A novel project has been developed to test thousands of management strategies in seconds. Mark O’Donnell from Blackpool Teaching Hospitals NHS Foundation Trust and Andy Moore from Frazer-Nash Consultancy describe how technology could help managers to make the best decisions without putting patients at risk of harm.

The NHS is facing a multitude of challenges from the increasing demands and needs of a growing and ageing population; pressure on staff is high and the delivery of essential services has to be made within tight funding parameters. Hospital accident and emergency departments (EDs) are experiencing significant trials in meeting demand. With around six million attendances in the three months to December 2017 alone1 – up 4% from last year – many hospitals are struggling to meet the target of either admitting or discharging 95% of patients within four hours. 
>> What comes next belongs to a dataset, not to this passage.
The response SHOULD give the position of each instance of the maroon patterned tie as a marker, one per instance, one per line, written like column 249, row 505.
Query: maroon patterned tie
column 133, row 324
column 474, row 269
Imagine that your job is to determine the best strategy of care for an NHS ED: typically, a lack of beds is making admitting new patients difficult, patient waiting times are already breaching five hours, but it’s only 4 pm and it’s going to get even busier soon. Your first instinct is to send more clinicians to the front door, but you are short staffed in every department. Experience tells you that this will create greater problems later. Could you restructure the ED or better optimise the responsibilities of your staff to ease the pressure in the next few hours? Could you do anything differently to prevent this situation reoccurring next week? How do you know that changing your strategy won’t create new problems, make the situation worse or put patients’ quality of care at risk? 

In this highly-pressurised environment, there is understandably a desire to innovate – to find new ways to more confidently allocate resources without any unintended consequences. Blackpool Teaching Hospitals Foundation Trust and Frazer-Nash Consultancy have been working together to explore how to tackle the problems facing EDs within the wider hospital system.